Знание собственной смерти все же не привилегия писателя. Просто его легко поймать за руку – в прямом смысле слова – рука записывает то, что ему в какой-то миг открывается. В жизни каждого человека есть такие прорывы. Дырки в материи. Пункты передачи. В такие моменты композитор получает мелодию, поэт – строчки, любящий – любовь, пророк – Бога.
В этот миг встречается то, что в обыденном не пересекается, живет порознь, видимое и невидимое, суетное и сокровенное.
Начинаешь дышать в такт с пространством, в котором все происходит одновременно – и бывшее, и еще не наступившее.
Сущее играло с тобой в прятки, пряталось за прошлым и будущим, как ребенок, который в прихожей втиснулся под шубы на вешалке, а теперь выскочил, потный, счастливый, заливается смехом, мол, вот он я! Как же ты так – ходил мимо и не видел! Теперь тебе водить!
В такую минуту увидеть собственную смерть – пустяк, потому что предстает в своей восхитительной очевидности знание, что я никогда не рождался, а был всегда. Вдруг приходит понимание: не нужно цепляться за жизнь, потому что я и есть жизнь. И это не я чувствую, что у леса прелый запах изо рта, а это вселенная принюхивается к себе моими ноздрями.
Наверно, если чем-то можно измерить прожитую жизнь – то количеством этих отпущенных тебе встреч.
Очень хорошо помню, как я испытал это в первый раз. Мне одиннадцать. Запах горящих под Москвой торфяников. Мглистые дачные утра 1972-го. Привкус гари у всего, даже у горячей клубники с грядки. Мама едет в отпуск в дом отдыха на Верхней Волге и берет меня с собой. Одно из моих первых путешествий.

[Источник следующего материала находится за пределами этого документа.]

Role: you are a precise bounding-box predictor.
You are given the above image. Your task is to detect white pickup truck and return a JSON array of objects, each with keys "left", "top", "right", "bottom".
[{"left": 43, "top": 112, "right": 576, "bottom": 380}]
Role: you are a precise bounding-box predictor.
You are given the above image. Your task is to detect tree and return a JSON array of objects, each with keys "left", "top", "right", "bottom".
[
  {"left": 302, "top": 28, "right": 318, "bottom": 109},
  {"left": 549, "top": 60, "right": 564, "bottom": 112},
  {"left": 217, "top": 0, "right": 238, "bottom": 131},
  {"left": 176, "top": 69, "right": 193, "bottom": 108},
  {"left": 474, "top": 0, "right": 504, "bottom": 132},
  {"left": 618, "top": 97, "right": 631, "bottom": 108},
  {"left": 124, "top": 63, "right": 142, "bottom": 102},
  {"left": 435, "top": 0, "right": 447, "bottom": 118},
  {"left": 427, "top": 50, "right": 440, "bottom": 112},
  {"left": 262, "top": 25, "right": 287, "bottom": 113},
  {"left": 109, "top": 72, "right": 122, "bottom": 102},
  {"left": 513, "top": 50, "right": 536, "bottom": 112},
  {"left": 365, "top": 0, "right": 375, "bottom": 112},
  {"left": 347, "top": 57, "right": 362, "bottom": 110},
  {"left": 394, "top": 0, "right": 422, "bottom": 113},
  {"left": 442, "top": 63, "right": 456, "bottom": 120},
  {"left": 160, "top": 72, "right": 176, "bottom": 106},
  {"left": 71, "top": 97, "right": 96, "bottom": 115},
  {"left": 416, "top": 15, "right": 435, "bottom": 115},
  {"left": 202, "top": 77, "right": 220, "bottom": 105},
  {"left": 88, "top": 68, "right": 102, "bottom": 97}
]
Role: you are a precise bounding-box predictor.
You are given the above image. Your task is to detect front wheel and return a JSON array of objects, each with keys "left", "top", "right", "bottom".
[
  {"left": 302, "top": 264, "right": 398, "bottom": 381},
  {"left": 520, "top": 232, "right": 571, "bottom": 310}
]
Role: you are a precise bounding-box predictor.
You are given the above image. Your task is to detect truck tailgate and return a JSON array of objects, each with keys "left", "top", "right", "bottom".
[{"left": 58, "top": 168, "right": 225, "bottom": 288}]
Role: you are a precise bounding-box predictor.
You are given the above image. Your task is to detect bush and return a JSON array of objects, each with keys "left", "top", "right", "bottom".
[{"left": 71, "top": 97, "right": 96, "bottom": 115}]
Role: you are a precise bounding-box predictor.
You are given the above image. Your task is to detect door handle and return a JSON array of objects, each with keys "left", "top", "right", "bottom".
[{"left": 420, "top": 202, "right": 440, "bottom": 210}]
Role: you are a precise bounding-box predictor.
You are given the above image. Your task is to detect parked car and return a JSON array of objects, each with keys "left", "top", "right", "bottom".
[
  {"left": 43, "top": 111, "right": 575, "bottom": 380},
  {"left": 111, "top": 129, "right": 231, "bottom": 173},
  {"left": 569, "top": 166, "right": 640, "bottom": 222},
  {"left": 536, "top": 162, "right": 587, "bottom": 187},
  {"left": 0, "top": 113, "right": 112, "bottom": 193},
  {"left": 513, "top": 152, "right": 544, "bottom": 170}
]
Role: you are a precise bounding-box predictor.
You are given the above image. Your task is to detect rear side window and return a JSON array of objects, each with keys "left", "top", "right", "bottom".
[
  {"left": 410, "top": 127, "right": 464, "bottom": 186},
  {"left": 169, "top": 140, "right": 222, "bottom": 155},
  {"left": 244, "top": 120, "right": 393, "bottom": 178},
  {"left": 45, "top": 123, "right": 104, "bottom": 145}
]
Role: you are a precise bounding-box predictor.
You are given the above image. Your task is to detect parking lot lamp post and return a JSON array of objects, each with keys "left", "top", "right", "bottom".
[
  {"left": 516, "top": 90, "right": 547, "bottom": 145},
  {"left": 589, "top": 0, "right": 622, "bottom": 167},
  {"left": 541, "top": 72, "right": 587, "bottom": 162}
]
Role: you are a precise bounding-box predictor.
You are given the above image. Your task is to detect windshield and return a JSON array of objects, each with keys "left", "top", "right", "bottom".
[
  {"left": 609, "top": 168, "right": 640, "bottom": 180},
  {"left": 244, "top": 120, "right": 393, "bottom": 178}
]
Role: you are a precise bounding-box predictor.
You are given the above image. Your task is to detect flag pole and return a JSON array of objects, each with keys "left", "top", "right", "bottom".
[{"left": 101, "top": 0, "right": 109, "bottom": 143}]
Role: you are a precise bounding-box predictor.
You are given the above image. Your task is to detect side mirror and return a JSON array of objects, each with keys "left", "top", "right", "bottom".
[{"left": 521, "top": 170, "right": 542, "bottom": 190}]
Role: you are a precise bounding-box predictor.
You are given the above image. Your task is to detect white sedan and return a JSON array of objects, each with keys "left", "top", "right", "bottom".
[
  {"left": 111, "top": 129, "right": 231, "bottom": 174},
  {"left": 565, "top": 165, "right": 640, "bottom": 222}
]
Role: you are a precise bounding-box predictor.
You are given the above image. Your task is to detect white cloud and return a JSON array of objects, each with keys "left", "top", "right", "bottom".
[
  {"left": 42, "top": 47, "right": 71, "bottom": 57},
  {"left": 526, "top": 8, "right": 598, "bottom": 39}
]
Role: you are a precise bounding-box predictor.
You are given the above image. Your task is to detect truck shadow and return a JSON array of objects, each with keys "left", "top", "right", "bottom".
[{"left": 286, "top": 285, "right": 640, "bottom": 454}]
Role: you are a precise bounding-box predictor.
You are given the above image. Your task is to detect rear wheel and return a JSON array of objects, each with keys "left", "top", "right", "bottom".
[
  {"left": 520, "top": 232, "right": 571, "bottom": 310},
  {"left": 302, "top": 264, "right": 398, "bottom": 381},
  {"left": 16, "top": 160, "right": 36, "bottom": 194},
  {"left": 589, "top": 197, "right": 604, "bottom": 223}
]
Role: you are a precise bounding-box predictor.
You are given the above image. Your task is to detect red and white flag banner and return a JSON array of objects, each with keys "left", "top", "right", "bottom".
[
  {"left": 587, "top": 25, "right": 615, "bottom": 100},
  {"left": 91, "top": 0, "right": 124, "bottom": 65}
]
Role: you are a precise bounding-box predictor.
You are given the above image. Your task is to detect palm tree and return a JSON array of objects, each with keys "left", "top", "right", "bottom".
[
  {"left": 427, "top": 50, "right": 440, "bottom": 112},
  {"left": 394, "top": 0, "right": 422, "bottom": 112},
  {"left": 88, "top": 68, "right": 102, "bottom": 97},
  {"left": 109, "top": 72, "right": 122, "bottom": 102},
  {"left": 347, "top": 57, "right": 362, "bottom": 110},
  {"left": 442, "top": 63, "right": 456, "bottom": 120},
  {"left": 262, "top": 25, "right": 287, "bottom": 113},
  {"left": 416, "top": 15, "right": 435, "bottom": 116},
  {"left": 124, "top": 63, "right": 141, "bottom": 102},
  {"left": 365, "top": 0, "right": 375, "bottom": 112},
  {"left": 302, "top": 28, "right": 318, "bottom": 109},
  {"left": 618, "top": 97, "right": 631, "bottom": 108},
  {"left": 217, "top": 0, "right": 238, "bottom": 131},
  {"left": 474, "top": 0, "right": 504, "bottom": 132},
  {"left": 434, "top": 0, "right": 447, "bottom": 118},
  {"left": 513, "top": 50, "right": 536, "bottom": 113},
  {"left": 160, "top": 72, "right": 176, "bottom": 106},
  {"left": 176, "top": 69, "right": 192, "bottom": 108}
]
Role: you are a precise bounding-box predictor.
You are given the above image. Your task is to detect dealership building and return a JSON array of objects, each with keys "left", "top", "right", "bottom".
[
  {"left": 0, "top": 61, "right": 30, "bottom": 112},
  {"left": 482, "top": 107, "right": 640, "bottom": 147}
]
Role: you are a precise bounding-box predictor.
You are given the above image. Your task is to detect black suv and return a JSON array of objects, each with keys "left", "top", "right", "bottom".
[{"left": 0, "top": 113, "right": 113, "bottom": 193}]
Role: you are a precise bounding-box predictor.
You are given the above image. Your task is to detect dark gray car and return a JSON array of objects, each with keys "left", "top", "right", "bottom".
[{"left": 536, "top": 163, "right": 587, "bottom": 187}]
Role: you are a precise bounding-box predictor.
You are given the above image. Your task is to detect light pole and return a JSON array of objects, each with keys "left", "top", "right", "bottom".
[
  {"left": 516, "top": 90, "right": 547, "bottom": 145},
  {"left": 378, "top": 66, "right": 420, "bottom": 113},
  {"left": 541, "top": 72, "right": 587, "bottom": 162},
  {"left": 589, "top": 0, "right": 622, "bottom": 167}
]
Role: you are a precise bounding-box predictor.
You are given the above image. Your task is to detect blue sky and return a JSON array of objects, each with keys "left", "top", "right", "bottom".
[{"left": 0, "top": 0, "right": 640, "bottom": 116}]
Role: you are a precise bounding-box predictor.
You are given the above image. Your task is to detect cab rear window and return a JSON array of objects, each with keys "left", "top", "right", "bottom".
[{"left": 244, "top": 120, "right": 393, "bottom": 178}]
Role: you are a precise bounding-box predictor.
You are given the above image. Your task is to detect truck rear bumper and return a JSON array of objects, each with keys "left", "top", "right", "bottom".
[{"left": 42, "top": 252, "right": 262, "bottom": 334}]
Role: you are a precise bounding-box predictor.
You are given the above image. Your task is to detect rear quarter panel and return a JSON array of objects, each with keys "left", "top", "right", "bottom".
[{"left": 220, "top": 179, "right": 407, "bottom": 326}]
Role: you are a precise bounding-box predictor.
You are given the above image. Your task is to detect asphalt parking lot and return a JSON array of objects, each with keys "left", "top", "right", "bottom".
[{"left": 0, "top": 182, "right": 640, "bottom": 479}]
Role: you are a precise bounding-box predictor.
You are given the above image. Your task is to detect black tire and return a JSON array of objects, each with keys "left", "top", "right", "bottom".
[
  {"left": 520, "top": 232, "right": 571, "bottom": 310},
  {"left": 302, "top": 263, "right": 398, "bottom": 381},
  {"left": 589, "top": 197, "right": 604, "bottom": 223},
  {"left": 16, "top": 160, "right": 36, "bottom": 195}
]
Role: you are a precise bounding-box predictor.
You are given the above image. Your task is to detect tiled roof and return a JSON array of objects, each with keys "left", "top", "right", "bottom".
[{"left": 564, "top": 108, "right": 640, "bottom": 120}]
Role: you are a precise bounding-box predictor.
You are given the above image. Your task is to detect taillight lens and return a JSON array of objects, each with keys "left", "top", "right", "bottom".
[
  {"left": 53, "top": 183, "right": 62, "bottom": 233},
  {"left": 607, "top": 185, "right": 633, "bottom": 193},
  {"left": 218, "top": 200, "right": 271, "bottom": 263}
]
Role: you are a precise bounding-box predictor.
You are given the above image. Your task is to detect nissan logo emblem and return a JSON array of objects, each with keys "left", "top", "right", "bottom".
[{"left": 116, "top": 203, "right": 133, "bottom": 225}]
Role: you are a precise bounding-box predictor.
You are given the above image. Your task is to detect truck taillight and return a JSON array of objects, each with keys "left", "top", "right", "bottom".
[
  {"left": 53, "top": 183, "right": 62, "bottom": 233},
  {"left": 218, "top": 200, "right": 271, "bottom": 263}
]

Шли дожди, мы жили в отсыревшем комарином домике, и сначала было скучно, несмотря на то, что каждый вечер крутили кино, но потом погода наладилась, в столовой у нас за столом появился новый сосед, дядя Витя, и жизнь наша преобразилась. Мы с ним купались, катались по Волге на моторке, ходили в лес. Дядя Витя был жилист, златозуб, без конца смешил маму своими историями. Из его шуток я половину не понимал, но рассказывал он так, что не смеяться было невозможно. Мамин новый знакомый мне очень нравился. Еще меня сразило, что он работал в тонвагене. Наверно, уже тогда меня завораживали слова.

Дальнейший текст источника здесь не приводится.